When I first saw ledger book art (Cohoe 1964; Bad Heart Bull 1967), I fell in love with its bright colors and its drawing. In my innocence I felt I could copy it! And looking today at my early books, Custer, Fetterman and Horse Raid, the influence of ledger book art is plain to be seen. But thereafter I slowly began to find my own style. The signature “white lines” were my attempt to brighten the art rather like bead and quillwork.
Where is your favorite place to work? What is your studio like, if you have one?
At home with my beloved wife, Janet! North light, south light, any window so long as the light is good. It has never mattered, so long as I can be quiet and listen to Bach as I work. I once complained to Marco Pallis that my conditions of work were not good and that I had difficulties.

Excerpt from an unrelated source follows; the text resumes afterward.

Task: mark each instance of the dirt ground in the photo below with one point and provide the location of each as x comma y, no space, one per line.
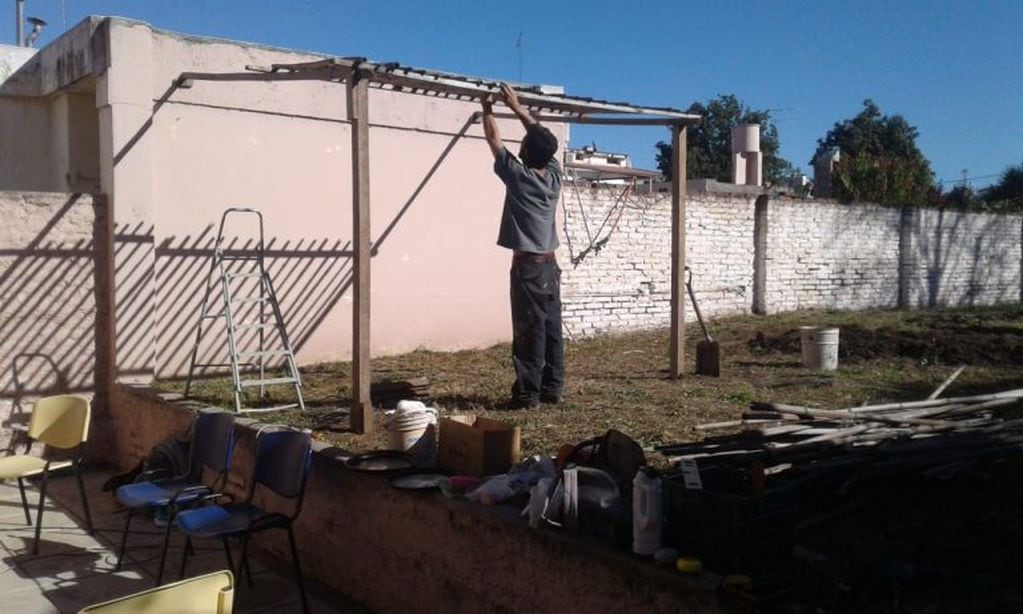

Never wait for conditions to be right, they never will be, he told me. He told how he once met a painter in Tibet of beautiful thangkas on silk. He worked in a corner near the kitchen in a three- or four-generation household, but when he painted he was totally cut off mentally from his surroundings. Marco told me I should try to be like that man. My work desk has been from just 4 feet to 18 feet wide, depending on the space I had. Nothing special.
Write or paint about whatever you love best! Get excited about it! Let yourself become obsessed in it! Even monomania?!
Your career as an author has been incredibly successful. If you hadn’t become an author/illustrator, what other career would you like to have pursued? Do you think you would have been good at it?
Furniture designer. I had already won several competitions, but my designs were considered on the whole to be too avant-garde, too modern, and I had already gone more into teaching in an art college than working freelance.
Do you have any special message for your readers?
I hope that children, parents, grandparents, teachers will all like the books. Nobody is too old, or too young to think about the inner meanings of a sacred myth. That is why I prefer books to be listed as for “all ages”. If it is not of interest to parents they will not read it to their children, for being read to is as important as reading to oneself. Ignore the designations which publishers so love to give their books!
References
Blish, Helen H., and Amos Bad Heart Bull, 1967. A Pictographic History of the Oglala Sioux. Lincoln: University of Nebraska Press.
Cohoe, WIlliam, 1964. A Cheyenne Sketchbook. Norman: University of Oklahoma Press.